FIG. 1 is a control system diagram of a control device for a crane with a jib according to the present invention, FIG. 2 is a schematic diagram of a crane with a jib to which the present invention is applied, and FIG. 3 is a hull with a heel trim and a posture of a crane. FIG. 4 is a state diagram showing the relationship with the passing position of the suspended load, FIG. 4 is an example of the mounting state of the position detecting means, FIG. 5 is a layout of the position detecting means, FIG. 6 is a flow chart of the crane operation by the controller, FIG. FIG. 7 is a state diagram showing the relationship between the posture of a hull without a heel trim and the crane, and the passing position of the suspended load. 2 ... Hull, 4 ... Jib, 5 ... Wire, 12 ... Information output means, 14 ... Depression angle sensor (depression angle detection means), 15 ...
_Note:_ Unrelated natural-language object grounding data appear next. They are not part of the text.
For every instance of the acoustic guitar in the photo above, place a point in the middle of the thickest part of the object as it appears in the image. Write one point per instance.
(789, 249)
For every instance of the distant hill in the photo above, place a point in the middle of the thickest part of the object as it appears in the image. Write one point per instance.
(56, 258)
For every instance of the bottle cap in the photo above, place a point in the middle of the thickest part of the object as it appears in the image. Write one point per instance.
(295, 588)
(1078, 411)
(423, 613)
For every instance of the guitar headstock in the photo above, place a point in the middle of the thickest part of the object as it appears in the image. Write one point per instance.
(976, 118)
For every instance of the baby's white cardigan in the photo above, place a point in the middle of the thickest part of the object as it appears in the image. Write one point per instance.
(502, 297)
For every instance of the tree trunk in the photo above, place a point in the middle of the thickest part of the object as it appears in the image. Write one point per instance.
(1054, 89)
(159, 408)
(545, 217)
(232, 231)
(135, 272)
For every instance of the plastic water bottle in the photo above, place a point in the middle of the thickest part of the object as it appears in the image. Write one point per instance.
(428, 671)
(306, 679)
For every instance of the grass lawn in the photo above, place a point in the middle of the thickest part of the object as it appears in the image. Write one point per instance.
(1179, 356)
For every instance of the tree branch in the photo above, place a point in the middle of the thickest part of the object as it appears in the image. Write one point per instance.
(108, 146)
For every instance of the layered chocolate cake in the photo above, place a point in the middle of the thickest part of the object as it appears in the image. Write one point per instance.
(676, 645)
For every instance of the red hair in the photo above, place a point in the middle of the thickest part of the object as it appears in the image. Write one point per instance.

... Turning angle sensor (turning angle detecting means), 16 ... Winding amount sensor (winding amount detecting means), 17 ... Drive device, 18 (34-
36) ... position sensor (position detecting means), 19 ... coordinate conversion calculating means, 20 ... heel angle sensor (heel angle detecting means), 21 ... trim angle sensor (trim angle detecting means), 22
...... Correction calculation means, 26 ...... Depression device control means, 27 ...... Turning device control means, 28 …… Rolling device control means, α …… Heel angle, β …… Trim angle, φ …… Depression elevation angle, θ… … Turning angle, ω …… Winding amount.

Claims (1)

[Claims] 1. A heel angle detection for detecting the heel angle of a hull in a crane with a jib for a ship, wherein a load is suspended from the end of a wire fed from a jib, and the jib is lifted and swung to move the suspended load. Means, trim angle detection means to detect trim angle, depression / elevation angle of jib, rotation angle and depression / elevation angle detection means to detect winding angle and winding amount of wire, swing angle detection means, and winding amount detection means are installed. Information output means for storing information and sequentially outputting the information is provided, and position detection means for detecting the relative position between the hull and the loading / unloading target outside the hull is arranged, and the output value of the position detection means is displayed. Originally, coordinate conversion calculation means for converting the target position on the unloading target output from the information output means into the coordinate system of the hull is provided, and the output from this coordinate conversion calculation means is provided. Based on the detected values from the signal and the heel angle detecting means and the trim angle detection means,
A correction calculation unit is provided for calculating a target value of the depression / elevation angle of the jib, the turning angle, and the winding amount of the wire in which the signal from the information output unit is corrected for the influence of the heel / trim, and the target value from the correction calculation unit is provided. In addition to receiving the signal, the detection values from the depression / elevation angle detection means, the turning angle detection means, and the winding amount detection means are used to control and command the depression / elevation angle of the jib, the turning angle, and the winding amount of the wire to each drive device. A device control means, a turning device control means, and a hoisting device control means are provided so that the suspended load can be moved between the hull and the unloading target by following a planned trajectory to the target position. Control device for crane with jib.